Publicado em 10 de maio de 2021 às 12:20

- Atualizado há um ano

. Crédito: Nara Gentil/CORREIO

A notícia de que a primeira prefeita da história de Cachoeira está sendo ameaçada de morte chegou a Brasília, e uma comitiva baixou no Recôncavo, nesta segunda-feira (10), para averiguar a história. A ex-feirante e agora prefeita Eliana Gonzaga (Republicanos) recebeu uma força-tarefa composta por representantes do Ministra da Mulher, Família, e Direitos Humanos, do Congresso Nacional, e da Procuradoria Geral da República. 

A comitiva deu apoio à prefeita, destacou a importância da democracia e do estado de direito, e disse que vai acompanhar o caso. O evento foi realizado no segundo piso da Fundação Hansen Bahia, onde uma mesa reuniu as autoridades, enquanto no auditório servidores e figuras públicas acompanharam os discursos.

O procurador da República, Ruy Nestor Bastos Mello, titular no procedimento que apura ataques racistas contra a prefeita Eliana, afirmou que todo tipo de ameaça precisa ser investigada e que, apesar de a apuração está sob a jurisdição do Ministério Público do Estado e da Polícia Civil, o Ministério Público Federal pode participar da investigação, caso seja necessário.“Também foram noticiados casos de ataques raciais, através das redes sociais, e, aí sim, a atribuição é nossa de investigar.
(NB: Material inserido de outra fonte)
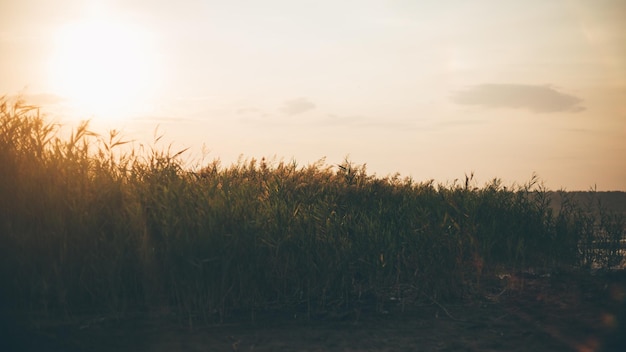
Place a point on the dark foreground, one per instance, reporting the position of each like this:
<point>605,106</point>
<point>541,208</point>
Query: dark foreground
<point>560,312</point>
E essa apuração criteriosa está sendo feita para que os responsáveis sejam identificados”, disse.  Já a ministra Damares Alves prometeu recursos federais para o município e afirmou que vai acompanhar o caso de perto. "Se for necessário, o governo federal vem ajudar a proteger a prefeita. Ela terá o melhor mandato possível. A gente veio aqui para proteger uma guerreira", disse.

Eliana, que sentou ao lado da ministra, agradeceu o apoio e se emocionou ao falar do caso. "Esse ato de hoje é a defesa do direito democrático. Cachoeira está sendo exemplo de crime político, mas afirmo que eles não vão me calar. O povo de Cachoeira é um povo guerreiro que participou da independência. O primeiro grito de liberdade foi dado aqui, na praça, e agora estamos dando outro grito pela liberdade. Eu não vou renunciar", afirmou, sendo ovacionada.
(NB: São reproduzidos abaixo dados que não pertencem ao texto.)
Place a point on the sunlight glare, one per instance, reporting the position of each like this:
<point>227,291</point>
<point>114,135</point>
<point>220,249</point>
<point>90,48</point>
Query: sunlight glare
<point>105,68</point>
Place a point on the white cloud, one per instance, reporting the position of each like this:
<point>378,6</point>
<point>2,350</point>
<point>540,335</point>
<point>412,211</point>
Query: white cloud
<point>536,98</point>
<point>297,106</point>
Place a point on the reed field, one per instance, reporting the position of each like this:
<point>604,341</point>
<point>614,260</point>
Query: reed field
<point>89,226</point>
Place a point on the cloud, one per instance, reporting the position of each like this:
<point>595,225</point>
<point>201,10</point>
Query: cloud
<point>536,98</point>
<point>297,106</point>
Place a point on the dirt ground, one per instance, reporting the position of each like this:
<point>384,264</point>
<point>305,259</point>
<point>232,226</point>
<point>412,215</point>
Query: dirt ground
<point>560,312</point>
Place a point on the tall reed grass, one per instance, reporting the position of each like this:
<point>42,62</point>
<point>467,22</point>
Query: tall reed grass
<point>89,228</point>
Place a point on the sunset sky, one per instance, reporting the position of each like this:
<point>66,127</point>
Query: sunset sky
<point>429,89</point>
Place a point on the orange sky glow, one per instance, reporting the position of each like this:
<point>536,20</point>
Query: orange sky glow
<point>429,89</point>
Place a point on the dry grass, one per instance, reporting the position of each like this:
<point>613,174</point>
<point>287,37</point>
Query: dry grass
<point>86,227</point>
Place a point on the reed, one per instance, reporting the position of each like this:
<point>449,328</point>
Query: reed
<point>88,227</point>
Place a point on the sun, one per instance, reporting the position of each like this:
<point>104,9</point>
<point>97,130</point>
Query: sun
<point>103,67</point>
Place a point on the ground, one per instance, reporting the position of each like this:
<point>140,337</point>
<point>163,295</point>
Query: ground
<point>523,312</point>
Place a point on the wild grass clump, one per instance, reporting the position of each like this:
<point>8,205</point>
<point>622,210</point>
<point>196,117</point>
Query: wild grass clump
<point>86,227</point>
Participaram da mesa também representantes da coordenação da Bancada Feminina no Congresso, da Procuradoria da Mulher na Câmara, da Secretaria Nacional de Política para as Mulheres, e parlamentares. Após o encontro houve uma reunião a portas fechadas entre a prefeita e a força-tarefa, mas os detalhes não foram divulgados.

Para os moradores de Cachoeira, a discussão é importante porque trata do respeito ao voto, um princípio básico da democracia, mas eles contaram que temem pela vida da prefeita. A presidente da Associação de Magistrados Brasileiros (AMB), Renata Gil, destacou a importância do encontro.

“Temos nesta sala consolidado o estado de direito. Todas as autoridades do país responsáveis por uma democracia plena, pela preservação dos nossos valores constitucionais estão presentes. Todos empenharam seus esforços para participar dessa discussão. Somos o 5º país mais violento do mundo contra mulheres. Estaremos juntos na apuração desses crimes de ameaça e da intimidação que tenta impedir que a prefeita eleita exerça o seu mandato. Não admitiremos esse constrangimento e retrocesso”, afirmou.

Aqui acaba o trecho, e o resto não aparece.